HD Performance: The full pipeline runs at 40 FPS in 1080p resolution to ensure micro-expressions feel smooth during live video calls.
Behavioral Integration: The engine pairs with the Raven-1 perception model to mirror the tone and facial cues of the human user.
Tavus is pitching Phoenix-4 for high-stakes industries like healthcare, therapy, and sales, where the feeling of being "heard" is more important than just receiving a correct answer. By modeling how humans actually react rather than just how they speak, Tavus is effectively trying to escape the uncanny valley of robotic ambivalence.
How AI Slop Is Causing A Real Crisis In Computer Science

Raphael Wimmer recently used an OpenAI tool to draft a fake experiment in under a minute to highlight a growing rot in academia. This surge of synthetic research pushed the International Conference on Machine Learning to 24K submissions which is double the previous year. As researcher productivity climbs by 90 percent the traditional peer review system is currently drowning in unverified text.
Key Statistics of the Surge:
90% Productivity Jump: A study in Science confirms that LLM adoption has increased researcher output by roughly 89.3%, leading to a glut of content.
arXiv Rejections: Monthly submissions to the arXiv preprint repository have risen by 50% since late 2022, while rejections have increased fivefold to 2,400 per month.
Prism Effect: Researcher Raphael Wimmer demonstrated that OpenAI’s Prism can generate a realistic-looking (but fake) experiment paper in just 54 seconds.
While many professors blame the AI models themselves, the slop crisis is a symptom of a deeper, systemic failure in how modern science is funded and rewarded. AI has simply acted as an accelerant for an already broken "Publish or Perish" culture. As arXiv co-founder Paul Ginsparg notes, AI slop is an "existential threat" because it is becoming indistinguishable from genuine work during a quick skim.
WordPress AI Assistant: Edit, Design, and Generate Without Leaving the Editor

The WordPress AI Assistant is now built directly into WordPress, working inside the post editor and Media Library.
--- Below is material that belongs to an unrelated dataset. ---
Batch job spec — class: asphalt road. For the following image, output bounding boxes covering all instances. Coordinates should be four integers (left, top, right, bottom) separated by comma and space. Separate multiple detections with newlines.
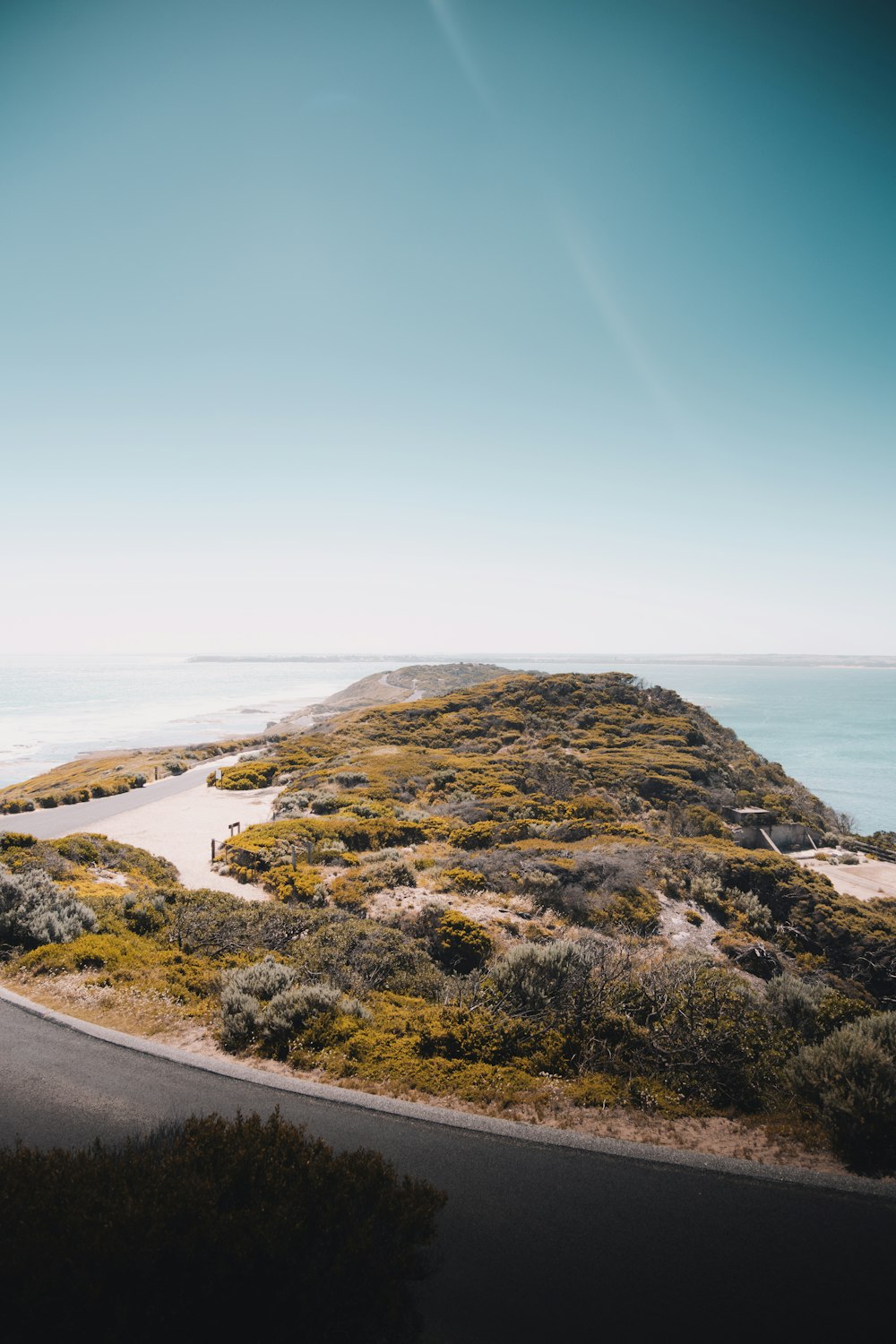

Instead of switching between separate AI tools and the site builder, this assistant operates where content and layout decisions are already happening.
The assistant is available on Business and Commerce plans and integrates directly into block based themes.
Core functions (and how to use them):
Layout adjustments: Ask the assistant to change spacing, update color palettes, adjust typography, or add new sections such as testimonials or contact blocks. Changes appear directly in the live layout.
Content rewriting and refinement: Rewrite paragraphs for tone, generate alternate headlines, translate sections, or expand thin copy without leaving the editor.
AI image generation: Create images directly inside the Media Library by describing the subject and style. Aspect ratios and visual tone can be specified.
Image editing: Modify existing images by changing style, converting to black and white, or replacing objects while keeping composition consistent.
Block notes assistance: Inside collaborative block notes, request fact checks, headline ideas, or supporting examples grounded in the page context.
Try this yourself:
Open a page in the block editor, ask the assistant to modernize the layout and rewrite a section for clarity. Then generate a matching image in the Media Library and place it directly into the page.